The School for Atheists
- First edition (German)
- Author: Arno Schmidt
- Original title: Die Schule der Atheisten
- Translator: John E. Woods
- Language: German
- Genre: Novel
- Publisher: Green Integer (English Edition)
- Publication date: 1972
- Publication place: Germany
- Published in English: 2001
- Media type: Print (Paperback)
- Pages: 301 pp
- ISBN: 1-892295-96-2

= The School for Atheists =

1972 novel by Arno Schmidt

The School for Atheists: A Novella=Comedy in 6 Acts (Die Schule der Atheisten) is a novel by Arno Schmidt. It was originally published in German in 1972. It was translated into English by John E. Woods in 2001, published by Green Integer.

==Summary==
The novel is presented as an experimental drama, making extensive use of Schmidt's playful language and typography.

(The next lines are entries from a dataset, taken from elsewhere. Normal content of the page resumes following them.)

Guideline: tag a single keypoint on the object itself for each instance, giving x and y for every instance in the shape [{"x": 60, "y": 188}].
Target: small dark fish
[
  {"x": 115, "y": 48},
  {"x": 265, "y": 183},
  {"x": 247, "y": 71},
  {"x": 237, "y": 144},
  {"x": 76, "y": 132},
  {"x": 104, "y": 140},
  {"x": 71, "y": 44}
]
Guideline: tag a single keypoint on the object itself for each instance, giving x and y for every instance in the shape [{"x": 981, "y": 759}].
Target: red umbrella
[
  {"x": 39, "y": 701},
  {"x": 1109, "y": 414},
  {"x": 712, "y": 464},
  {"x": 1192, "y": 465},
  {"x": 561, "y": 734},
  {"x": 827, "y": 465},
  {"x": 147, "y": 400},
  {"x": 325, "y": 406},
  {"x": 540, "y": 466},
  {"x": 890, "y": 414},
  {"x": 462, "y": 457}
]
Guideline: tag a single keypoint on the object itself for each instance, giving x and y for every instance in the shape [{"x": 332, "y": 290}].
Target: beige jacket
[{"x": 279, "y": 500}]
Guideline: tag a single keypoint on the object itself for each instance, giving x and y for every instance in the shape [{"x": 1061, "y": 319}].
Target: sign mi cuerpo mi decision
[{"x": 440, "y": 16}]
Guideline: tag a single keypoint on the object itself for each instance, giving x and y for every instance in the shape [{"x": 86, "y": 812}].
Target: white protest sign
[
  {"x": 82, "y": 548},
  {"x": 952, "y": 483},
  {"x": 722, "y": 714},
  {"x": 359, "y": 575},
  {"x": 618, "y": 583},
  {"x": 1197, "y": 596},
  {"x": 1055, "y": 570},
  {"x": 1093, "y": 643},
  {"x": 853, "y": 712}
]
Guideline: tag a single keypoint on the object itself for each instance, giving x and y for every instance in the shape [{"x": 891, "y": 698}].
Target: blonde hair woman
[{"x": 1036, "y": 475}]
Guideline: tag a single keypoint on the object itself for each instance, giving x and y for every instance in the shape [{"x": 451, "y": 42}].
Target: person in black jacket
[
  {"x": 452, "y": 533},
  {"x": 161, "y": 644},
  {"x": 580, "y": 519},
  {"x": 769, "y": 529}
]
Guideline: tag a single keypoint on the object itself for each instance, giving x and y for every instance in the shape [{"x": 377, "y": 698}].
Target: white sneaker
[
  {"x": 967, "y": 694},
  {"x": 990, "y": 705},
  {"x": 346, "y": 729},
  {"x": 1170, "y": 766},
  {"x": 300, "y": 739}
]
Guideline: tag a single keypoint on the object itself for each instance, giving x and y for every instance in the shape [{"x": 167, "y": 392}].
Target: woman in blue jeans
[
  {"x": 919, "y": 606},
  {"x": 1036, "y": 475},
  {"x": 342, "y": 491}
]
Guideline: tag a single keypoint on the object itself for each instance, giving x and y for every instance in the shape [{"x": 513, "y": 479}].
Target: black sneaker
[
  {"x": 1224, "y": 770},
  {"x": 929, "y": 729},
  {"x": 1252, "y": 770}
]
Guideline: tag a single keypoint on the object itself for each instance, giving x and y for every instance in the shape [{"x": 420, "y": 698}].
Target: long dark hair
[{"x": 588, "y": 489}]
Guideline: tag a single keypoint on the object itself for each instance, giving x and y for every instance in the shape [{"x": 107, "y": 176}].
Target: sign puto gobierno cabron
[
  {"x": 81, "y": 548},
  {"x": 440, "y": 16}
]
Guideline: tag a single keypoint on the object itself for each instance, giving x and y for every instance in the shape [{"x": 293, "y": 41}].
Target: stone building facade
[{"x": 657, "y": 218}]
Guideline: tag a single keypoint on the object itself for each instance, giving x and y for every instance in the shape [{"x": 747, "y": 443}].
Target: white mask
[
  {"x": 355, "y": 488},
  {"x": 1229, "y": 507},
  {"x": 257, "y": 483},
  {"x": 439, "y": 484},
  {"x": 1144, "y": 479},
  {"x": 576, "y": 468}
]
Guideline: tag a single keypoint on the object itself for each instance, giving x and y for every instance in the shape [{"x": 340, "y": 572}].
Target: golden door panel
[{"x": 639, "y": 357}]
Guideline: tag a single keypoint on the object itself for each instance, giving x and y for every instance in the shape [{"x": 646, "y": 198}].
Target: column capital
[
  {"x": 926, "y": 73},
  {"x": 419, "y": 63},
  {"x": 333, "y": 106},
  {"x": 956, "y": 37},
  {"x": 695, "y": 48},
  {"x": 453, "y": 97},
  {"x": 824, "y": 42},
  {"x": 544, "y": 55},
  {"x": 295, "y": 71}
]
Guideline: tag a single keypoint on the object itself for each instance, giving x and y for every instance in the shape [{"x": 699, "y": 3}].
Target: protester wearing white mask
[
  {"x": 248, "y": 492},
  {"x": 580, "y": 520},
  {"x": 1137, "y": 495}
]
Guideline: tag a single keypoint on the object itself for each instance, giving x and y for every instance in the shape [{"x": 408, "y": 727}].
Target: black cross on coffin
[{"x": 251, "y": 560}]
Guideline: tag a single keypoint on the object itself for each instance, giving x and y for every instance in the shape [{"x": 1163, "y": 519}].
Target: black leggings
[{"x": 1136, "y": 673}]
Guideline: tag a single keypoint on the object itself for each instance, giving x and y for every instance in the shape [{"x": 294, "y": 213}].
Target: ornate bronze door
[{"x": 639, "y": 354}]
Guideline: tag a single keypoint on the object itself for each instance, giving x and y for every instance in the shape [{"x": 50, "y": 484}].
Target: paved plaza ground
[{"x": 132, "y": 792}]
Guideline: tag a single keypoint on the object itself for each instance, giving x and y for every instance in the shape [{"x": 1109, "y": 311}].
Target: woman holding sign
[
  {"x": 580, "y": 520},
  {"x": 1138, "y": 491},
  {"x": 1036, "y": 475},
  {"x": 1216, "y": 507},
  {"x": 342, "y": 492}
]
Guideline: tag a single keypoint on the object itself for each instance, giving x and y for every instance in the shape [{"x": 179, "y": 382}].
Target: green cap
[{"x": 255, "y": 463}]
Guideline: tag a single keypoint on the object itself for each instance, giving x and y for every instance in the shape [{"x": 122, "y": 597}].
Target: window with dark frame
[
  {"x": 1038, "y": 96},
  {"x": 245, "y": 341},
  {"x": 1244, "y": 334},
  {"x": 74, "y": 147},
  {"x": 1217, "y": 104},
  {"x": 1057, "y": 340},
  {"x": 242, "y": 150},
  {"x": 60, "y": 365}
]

The story is set in 2014 and it concerns a summit of world leaders. The summit is held at the home of William T. Kolderup in Tellingstedt. A nested narrative in this story is that of the adventures of Kolderup and the mother of Isis, the American Secretary of State. In Kolderup's story, the ship that carries him and the mother of Isis is wrecked, testing the atheistic beliefs of the stranded characters.